Deep analysis of chemically treated Jute/Kenaf and glass fiber reinforced with SiO2 nanoparticles by utilizing RSM optimization

Abstract

In recent years, eco-friendly materials have gained significant attention, especially in substituting synthetic fibers with natural fibers in epoxy matrices. This study focuses on enhancing the flexural and hardness properties of composites reinforced with natural jute and kenaf fibers. The fibers were treated with different concentrations of silane (5 %, 10 %, and 15 %), varied silane dipping times (10, 20, and 30 min), and different amounts of SiO₂ nanofiller (3 %, 4 %, and 5 % by weight). An analysis of variance (ANOVA) was conducted to understand the impact of these treatment conditions on the composite properties.

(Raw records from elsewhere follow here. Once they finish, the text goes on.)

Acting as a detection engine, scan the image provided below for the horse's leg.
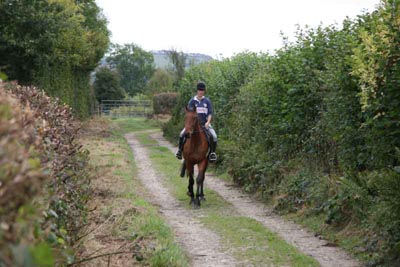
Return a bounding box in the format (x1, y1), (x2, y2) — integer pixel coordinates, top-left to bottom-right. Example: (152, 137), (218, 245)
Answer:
(186, 162), (194, 205)
(195, 159), (207, 206)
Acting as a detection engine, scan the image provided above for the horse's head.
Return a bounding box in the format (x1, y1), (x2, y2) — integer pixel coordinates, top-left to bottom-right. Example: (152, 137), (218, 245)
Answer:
(185, 106), (199, 136)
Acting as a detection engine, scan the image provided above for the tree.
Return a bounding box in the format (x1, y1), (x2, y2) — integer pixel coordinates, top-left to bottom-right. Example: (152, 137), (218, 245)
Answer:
(93, 67), (125, 102)
(107, 44), (154, 96)
(146, 69), (173, 94)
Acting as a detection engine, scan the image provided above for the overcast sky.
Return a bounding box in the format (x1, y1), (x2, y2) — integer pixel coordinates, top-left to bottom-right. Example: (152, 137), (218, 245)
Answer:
(96, 0), (379, 58)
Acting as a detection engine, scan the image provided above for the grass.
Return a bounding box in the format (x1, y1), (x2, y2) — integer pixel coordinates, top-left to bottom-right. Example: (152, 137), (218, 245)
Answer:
(85, 119), (189, 267)
(116, 119), (319, 267)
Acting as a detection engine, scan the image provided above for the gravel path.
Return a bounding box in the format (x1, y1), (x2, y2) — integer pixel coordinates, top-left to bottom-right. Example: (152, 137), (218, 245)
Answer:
(151, 132), (360, 267)
(125, 134), (236, 267)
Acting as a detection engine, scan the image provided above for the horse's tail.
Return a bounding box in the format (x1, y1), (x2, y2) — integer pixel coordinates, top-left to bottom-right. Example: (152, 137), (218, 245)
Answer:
(181, 160), (186, 177)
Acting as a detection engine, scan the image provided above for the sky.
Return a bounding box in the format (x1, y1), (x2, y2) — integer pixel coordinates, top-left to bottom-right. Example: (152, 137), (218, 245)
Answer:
(96, 0), (380, 59)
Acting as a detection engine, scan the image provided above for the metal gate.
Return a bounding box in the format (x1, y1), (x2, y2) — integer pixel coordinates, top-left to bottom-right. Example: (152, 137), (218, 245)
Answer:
(100, 100), (153, 118)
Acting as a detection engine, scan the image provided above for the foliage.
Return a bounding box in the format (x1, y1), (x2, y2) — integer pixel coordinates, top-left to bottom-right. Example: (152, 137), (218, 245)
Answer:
(146, 69), (173, 94)
(167, 49), (187, 85)
(164, 0), (400, 265)
(107, 44), (154, 96)
(153, 93), (179, 114)
(0, 84), (90, 266)
(0, 0), (109, 117)
(93, 67), (125, 102)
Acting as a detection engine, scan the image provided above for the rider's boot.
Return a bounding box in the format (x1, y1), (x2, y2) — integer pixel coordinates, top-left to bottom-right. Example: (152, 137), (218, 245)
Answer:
(208, 141), (217, 162)
(175, 136), (185, 159)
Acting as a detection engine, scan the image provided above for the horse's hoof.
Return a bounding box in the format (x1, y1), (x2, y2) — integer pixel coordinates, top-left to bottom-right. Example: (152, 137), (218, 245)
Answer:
(193, 199), (200, 209)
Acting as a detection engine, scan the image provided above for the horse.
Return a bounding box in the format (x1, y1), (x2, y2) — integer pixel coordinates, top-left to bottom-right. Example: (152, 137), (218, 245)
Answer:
(181, 107), (209, 208)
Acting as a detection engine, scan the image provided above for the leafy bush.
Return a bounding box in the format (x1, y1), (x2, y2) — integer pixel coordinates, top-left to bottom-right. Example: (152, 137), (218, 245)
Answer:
(0, 84), (90, 266)
(164, 0), (400, 264)
(153, 93), (179, 114)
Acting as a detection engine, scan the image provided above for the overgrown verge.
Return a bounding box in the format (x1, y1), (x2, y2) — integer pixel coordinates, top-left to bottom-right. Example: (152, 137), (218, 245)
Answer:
(137, 133), (318, 266)
(0, 83), (90, 266)
(164, 0), (400, 266)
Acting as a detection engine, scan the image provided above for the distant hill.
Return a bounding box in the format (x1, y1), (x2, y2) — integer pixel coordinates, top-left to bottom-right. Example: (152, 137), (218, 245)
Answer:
(151, 50), (214, 69)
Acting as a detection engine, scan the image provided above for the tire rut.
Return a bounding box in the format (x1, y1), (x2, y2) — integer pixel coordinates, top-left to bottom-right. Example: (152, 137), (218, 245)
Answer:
(151, 132), (361, 267)
(125, 134), (236, 267)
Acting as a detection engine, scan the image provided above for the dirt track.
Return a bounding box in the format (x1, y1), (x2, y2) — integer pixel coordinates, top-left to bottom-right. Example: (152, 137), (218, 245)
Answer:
(125, 134), (236, 266)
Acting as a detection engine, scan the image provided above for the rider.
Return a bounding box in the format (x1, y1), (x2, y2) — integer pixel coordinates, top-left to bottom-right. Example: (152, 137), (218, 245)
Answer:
(175, 82), (217, 162)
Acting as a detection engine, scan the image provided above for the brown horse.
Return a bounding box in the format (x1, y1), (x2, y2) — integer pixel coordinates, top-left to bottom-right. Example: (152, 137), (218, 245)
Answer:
(181, 107), (208, 208)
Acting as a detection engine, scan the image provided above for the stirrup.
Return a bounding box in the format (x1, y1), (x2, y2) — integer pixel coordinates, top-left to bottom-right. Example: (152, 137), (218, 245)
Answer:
(175, 149), (182, 159)
(208, 152), (217, 162)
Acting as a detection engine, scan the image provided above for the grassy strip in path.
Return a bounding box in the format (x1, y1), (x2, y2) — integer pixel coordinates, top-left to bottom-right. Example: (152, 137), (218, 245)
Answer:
(82, 119), (189, 267)
(123, 120), (319, 267)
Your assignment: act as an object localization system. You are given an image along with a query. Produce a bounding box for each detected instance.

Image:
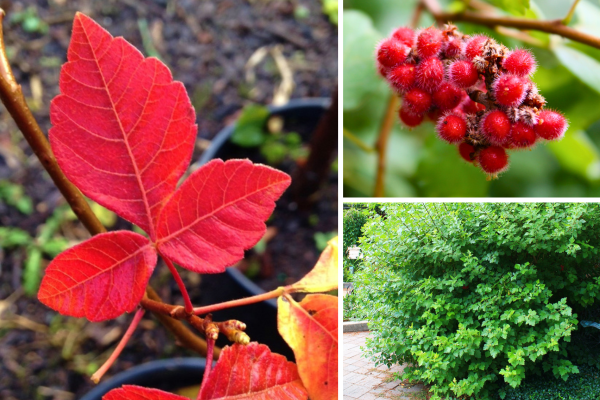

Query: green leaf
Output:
[23,247,42,296]
[343,10,385,110]
[553,45,600,93]
[40,237,69,258]
[231,105,269,147]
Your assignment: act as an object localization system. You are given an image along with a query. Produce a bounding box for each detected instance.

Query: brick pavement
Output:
[343,332,425,400]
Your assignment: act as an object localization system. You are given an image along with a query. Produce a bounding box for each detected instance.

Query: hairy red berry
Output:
[431,82,462,110]
[377,39,408,69]
[392,26,416,47]
[533,110,569,140]
[479,110,510,146]
[417,57,444,93]
[399,106,423,128]
[458,142,476,162]
[427,106,444,122]
[404,88,431,114]
[436,113,467,143]
[465,35,489,60]
[502,49,536,76]
[387,63,417,92]
[492,74,529,107]
[478,146,508,174]
[460,96,485,114]
[417,27,443,58]
[508,122,537,149]
[444,38,465,58]
[448,60,479,89]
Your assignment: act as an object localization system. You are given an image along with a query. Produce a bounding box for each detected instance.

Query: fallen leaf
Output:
[102,385,190,400]
[157,159,290,273]
[199,342,307,400]
[38,231,157,321]
[277,294,338,400]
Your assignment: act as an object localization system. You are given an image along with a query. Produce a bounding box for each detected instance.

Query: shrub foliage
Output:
[343,204,367,282]
[355,203,600,400]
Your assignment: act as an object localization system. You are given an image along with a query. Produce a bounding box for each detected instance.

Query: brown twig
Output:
[421,0,600,49]
[140,286,221,360]
[0,8,211,355]
[373,0,422,197]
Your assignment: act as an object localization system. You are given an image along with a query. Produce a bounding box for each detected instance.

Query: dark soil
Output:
[0,0,337,400]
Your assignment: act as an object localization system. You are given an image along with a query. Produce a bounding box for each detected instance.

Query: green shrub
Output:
[354,203,600,400]
[343,204,367,282]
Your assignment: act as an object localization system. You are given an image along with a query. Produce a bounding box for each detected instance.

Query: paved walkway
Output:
[343,332,425,400]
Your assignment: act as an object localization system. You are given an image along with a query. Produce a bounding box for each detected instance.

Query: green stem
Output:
[194,287,287,315]
[91,307,146,383]
[343,128,375,153]
[160,254,194,314]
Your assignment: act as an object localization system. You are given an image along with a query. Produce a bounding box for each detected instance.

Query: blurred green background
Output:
[343,0,600,197]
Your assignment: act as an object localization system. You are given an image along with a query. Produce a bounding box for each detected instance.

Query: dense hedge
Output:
[343,205,367,282]
[354,203,600,400]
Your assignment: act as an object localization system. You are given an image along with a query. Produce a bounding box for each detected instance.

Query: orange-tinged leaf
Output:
[38,231,157,321]
[277,294,338,400]
[290,236,338,293]
[102,385,189,400]
[199,342,307,400]
[49,13,197,239]
[157,159,290,274]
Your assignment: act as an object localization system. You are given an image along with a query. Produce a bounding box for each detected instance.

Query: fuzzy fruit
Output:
[479,110,510,146]
[493,74,529,107]
[465,35,489,60]
[448,60,479,89]
[387,63,417,92]
[508,122,537,149]
[458,142,476,163]
[399,106,423,128]
[432,82,462,111]
[502,49,536,76]
[444,38,464,58]
[392,26,416,47]
[377,39,408,69]
[436,114,467,143]
[417,27,443,58]
[416,57,444,93]
[479,146,508,174]
[533,110,569,140]
[404,88,431,114]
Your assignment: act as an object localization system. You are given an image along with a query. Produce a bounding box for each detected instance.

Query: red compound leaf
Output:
[49,13,197,238]
[277,294,338,400]
[199,342,308,400]
[157,160,290,273]
[38,231,156,322]
[102,385,189,400]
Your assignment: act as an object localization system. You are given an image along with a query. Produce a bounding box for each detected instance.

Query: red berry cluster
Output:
[377,25,568,176]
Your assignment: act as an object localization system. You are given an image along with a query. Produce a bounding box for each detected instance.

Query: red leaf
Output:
[38,231,157,321]
[102,385,189,400]
[157,160,290,273]
[49,13,197,238]
[277,294,338,400]
[199,342,308,400]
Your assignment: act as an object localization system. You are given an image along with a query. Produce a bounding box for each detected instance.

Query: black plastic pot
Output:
[81,358,206,400]
[196,98,331,360]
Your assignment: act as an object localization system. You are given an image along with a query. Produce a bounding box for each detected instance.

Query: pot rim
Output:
[81,357,206,400]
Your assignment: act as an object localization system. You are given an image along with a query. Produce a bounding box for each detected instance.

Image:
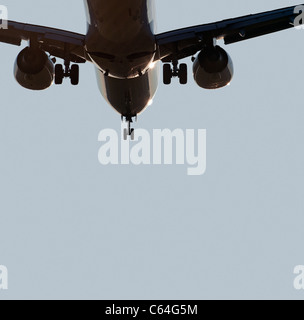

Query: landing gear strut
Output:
[163,60,188,85]
[55,60,79,86]
[121,117,135,141]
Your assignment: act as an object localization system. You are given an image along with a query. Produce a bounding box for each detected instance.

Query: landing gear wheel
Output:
[130,129,135,141]
[70,64,79,86]
[163,63,172,85]
[124,129,129,141]
[178,63,188,84]
[55,64,64,85]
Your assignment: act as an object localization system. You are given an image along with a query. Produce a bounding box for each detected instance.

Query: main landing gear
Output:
[121,116,135,141]
[163,60,188,85]
[55,60,79,86]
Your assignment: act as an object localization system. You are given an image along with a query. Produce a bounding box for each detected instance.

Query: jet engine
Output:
[193,46,233,89]
[14,47,55,90]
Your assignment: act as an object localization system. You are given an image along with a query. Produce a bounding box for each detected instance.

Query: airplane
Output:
[0,0,303,140]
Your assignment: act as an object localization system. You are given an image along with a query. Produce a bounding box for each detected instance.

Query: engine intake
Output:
[193,46,233,89]
[14,47,55,90]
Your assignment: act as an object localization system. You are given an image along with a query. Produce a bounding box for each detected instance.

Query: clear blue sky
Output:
[0,0,304,299]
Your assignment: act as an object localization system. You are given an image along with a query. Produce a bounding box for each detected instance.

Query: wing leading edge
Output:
[156,4,304,62]
[0,21,90,63]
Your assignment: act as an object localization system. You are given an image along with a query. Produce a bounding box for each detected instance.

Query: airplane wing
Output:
[0,21,90,63]
[156,5,304,62]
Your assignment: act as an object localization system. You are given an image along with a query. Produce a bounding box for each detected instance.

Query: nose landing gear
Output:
[55,60,79,86]
[122,117,135,141]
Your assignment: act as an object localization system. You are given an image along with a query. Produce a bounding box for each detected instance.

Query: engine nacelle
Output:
[14,47,55,90]
[193,46,233,89]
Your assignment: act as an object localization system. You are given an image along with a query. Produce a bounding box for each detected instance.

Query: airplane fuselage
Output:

To optimize the flexural and hardness attributes, the study employed the desirability function (DF) and response surface methodology (RSM). Experimental results closely matched predicted values, affirming the model's accuracy. The study found that silane concentration had a significant effect on the flexural and hardness properties. Through RSM, the ideal treatment was identified as 5 % nanoparticle content, 10 % silane concentration, and a 20-minute silane immersion. These conditions led to a 26 % improvement in flexural strength and a 28 % increase in hardness with microanalysis done by SEM as well as Dynamic mechanical anaylsis (DMA) showcasing the potential of treated natural fiber composites in sustainable material applications.